Worthington, ON – In preparation for the possible acceptance by Greater Sudbury City Council on the proposed Fire Services Optimization Plan (Plan), members of the Beaver Lake community are preparing contingency plans to ensure that their essential service of fire protection is maintained.
The proposed Plan, to be voted on by City Council on April 26th, would close the Beaver Lake Fire Station, and suggests that the next closest fire station in Whitefish would service the area. This would result in response times of more than 20 minutes to this area, and leave the residents and motorists along highway 17 at severe risk with respect to personal injury and property damage. The Plan, based on skewed data and presented as facts is misleading, and has basically dropped all requirements for adequate response times to rural locations within Greater Sudbury. It is evident in the Plan that the safety of the residents in the area was not considered a priority. The local citizens are losing this essential fire service, despite having to pay the same level of taxes as the remainder of the City.

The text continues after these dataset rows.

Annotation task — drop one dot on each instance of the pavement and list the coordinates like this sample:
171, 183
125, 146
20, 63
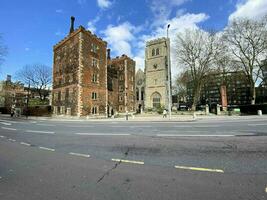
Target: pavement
207, 158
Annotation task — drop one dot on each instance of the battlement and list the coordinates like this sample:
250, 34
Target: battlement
156, 41
75, 32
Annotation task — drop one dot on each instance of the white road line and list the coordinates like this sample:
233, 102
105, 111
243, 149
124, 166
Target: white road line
45, 148
257, 124
128, 161
103, 134
5, 123
11, 129
45, 125
80, 126
80, 154
185, 135
46, 132
26, 144
199, 169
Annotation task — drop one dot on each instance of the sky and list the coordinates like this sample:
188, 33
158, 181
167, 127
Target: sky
30, 28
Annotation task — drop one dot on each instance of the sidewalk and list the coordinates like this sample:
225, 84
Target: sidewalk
139, 118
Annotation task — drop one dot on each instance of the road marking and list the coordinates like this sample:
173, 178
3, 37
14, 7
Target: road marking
195, 135
128, 161
26, 144
45, 148
80, 126
45, 125
257, 124
199, 169
11, 129
5, 123
47, 132
103, 134
80, 154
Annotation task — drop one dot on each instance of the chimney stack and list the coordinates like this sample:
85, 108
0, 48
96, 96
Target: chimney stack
108, 56
72, 24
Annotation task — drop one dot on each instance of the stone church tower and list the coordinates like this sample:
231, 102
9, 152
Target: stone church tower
156, 73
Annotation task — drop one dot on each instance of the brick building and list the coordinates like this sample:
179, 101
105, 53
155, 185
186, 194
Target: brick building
86, 81
121, 84
80, 74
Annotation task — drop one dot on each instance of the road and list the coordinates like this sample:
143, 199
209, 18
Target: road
213, 158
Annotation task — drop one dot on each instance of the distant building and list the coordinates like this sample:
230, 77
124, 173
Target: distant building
12, 93
226, 89
140, 90
156, 73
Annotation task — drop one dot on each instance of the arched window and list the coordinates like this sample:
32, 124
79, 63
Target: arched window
157, 51
156, 99
153, 52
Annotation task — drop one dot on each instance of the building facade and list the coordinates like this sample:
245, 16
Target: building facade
80, 74
225, 89
140, 90
121, 84
156, 73
86, 81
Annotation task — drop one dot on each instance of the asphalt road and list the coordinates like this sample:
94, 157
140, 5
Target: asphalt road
222, 158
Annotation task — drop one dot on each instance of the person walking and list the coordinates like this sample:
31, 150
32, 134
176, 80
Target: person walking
164, 113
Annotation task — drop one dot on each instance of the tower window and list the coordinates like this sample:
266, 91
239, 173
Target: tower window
157, 51
153, 52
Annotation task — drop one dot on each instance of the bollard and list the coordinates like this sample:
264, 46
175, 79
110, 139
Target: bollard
194, 115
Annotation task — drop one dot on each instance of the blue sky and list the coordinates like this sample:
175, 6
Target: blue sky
30, 28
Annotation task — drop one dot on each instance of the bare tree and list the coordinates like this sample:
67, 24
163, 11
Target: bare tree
181, 82
247, 42
38, 76
196, 51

The risk to life and property, along with the increased cost in taxes and insurance is not an acceptable option for the Beaver Lake Community. Constituents are presently developing plans to maintain an acceptable level of service for the area which include launching a class action lawsuit against the Greater City of Sudbury should this Plan be implemented by Council.
More information and details will be released during a press conference to be held at the Traveller’s Information Centre, located on Highway 17 West, in Worthington, Ontario at 10 AM on Saturday, April 22nd.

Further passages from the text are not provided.